Les gouvernements locaux chinois ont, eux aussi, pris conscience de la nécessité de préserver comme il se doit les vestiges anciens lors de l'urbanisation, commençant à s'inspirer des pratiques des pays développés, comme par exemple la France.

L'Hexagone possède une multitude de bâtiments anciens ainsi que de monuments historiques et culturels, dont 40 sites sont inscrits sur la liste du patrimoine mondial de l'UNESCO. Le gouvernement français dépense chaque année plus de deux milliards d'euros pour la réfection et l'entretien des vieux logis. Émile a ajouté : « Ici, les gens ne sont pas assez sensibilisés à la cause de la protection du patrimoine. Par exemple, pendant ce projet de restauration à Malang, nous avons trouvé une grotte qui servait jadis de silo à grain. La première réaction des habitants fut de la boucher plutôt que d'essayer de la faire revivre. En France, nous sommes plus enclins à remettre au goût du jour les techniques et les matériaux d'antan. Mais ici, en Chine, on cherche surtout à construire le plus rapidement possible. J'ai pu voir tout de même des petits temples anciens bien entretenus, mais parfois aussi des quartiers historiques chaotiques à cause des activités touristiques de masse. Je vais prendre un exemple : dans le parc de Tianhetan que nous avons visité, les grottes du site étaient devenues l'abri des vendeurs de souvenirs. Ceux qui habitaient dans le village ancien avaient été contraints de déménager pour laisser place à ces attractions touristiques. Il y a confusion selon moi : en fin de compte, est-ce qu'on protège pour développer le tourisme, ou est-ce qu'on développe le tourisme pour mieux protéger ? » Les volontaires chinois ont également constaté ce problème et considèrent qu'il vaudrait mieux que les villageois continuent de vivre dans leurs vieilles maisonnées pour qu'elles soient mieux entretenues. Si le tourisme est encouragé sans retenue et motivé uniquement par l'intérêt économique, alors les effets négatifs ne tarderont pas à se faire sentir. Ruan Yisan m'a précisé : « Tourisme et préservation des sites ne sont pas contradictoires. Mais le souvenir des traditions culturelles et des techniques traditionnelles doit passer avant les retombées économiques. Une fois ce pan de mémoire perdu, il est impossible d'en retrouver la trace. »

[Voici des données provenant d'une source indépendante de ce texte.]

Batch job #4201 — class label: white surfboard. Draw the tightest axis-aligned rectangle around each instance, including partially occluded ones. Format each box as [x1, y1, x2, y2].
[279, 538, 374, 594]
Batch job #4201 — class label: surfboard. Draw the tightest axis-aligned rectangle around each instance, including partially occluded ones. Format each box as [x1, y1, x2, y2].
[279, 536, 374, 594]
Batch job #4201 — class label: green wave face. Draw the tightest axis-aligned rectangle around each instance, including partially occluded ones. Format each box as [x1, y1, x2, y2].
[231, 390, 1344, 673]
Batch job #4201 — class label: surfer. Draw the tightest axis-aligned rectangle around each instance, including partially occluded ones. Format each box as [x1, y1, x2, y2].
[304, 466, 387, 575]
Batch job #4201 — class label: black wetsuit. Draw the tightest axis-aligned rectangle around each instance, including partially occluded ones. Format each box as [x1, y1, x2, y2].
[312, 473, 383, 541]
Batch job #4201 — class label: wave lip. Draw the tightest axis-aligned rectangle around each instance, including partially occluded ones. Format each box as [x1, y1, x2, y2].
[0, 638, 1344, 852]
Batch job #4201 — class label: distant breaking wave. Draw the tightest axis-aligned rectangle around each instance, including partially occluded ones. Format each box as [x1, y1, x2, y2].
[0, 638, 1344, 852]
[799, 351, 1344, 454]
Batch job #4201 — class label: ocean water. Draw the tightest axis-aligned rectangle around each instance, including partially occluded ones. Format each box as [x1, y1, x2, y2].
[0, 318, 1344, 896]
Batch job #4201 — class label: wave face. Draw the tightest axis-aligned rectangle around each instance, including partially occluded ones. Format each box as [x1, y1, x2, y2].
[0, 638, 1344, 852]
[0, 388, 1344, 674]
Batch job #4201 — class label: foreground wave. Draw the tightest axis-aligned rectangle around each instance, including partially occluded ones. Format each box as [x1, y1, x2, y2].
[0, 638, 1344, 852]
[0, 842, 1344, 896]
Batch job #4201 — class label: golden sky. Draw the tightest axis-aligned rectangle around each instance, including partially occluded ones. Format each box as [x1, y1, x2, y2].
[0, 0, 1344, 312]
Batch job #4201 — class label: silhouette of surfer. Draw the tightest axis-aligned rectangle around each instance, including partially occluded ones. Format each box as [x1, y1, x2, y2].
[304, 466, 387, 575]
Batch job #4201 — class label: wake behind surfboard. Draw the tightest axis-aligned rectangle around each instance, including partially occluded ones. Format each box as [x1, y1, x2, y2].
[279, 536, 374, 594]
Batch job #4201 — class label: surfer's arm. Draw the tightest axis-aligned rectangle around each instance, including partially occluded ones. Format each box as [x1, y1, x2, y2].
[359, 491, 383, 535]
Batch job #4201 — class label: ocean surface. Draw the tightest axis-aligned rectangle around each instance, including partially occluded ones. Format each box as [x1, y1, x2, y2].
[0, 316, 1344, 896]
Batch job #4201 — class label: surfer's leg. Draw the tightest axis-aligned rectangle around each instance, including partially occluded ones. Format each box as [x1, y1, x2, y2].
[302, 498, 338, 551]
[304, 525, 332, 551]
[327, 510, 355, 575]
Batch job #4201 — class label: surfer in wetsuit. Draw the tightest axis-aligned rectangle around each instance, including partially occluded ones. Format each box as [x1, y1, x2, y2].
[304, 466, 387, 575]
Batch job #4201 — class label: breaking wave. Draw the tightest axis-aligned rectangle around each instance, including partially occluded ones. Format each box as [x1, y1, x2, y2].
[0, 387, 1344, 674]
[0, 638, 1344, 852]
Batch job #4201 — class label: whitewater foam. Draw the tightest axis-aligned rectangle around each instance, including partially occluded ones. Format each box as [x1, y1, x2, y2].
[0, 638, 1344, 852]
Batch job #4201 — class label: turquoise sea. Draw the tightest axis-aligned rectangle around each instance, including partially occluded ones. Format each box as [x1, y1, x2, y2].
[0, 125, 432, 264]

Depuis des milliers d'années, l'architecture chinois renvoie à l'idée du foyer, auquel les Chinois sont hautement attachés (le caractère 家 « foyer » est composé de la clé du toit, en haut). Les hutong de Beijing, les ruelles nongtang à Shanghai ou encore les tulou (maisons de terre) du Fujian sont représentatifs de la valeur qu'accordent les Chinois à l'unité familiale et à l'harmonie entre voisins. Comme Ruan Yisan l'appelle de ses vœux, les Chinois sont de plus en plus conscients du besoin de préserver leur patrimoine, de sorte que de plus en plus d'efforts sont consacrés à la conservation de la culture et de la sagesse des ancêtres en matière d'architecture.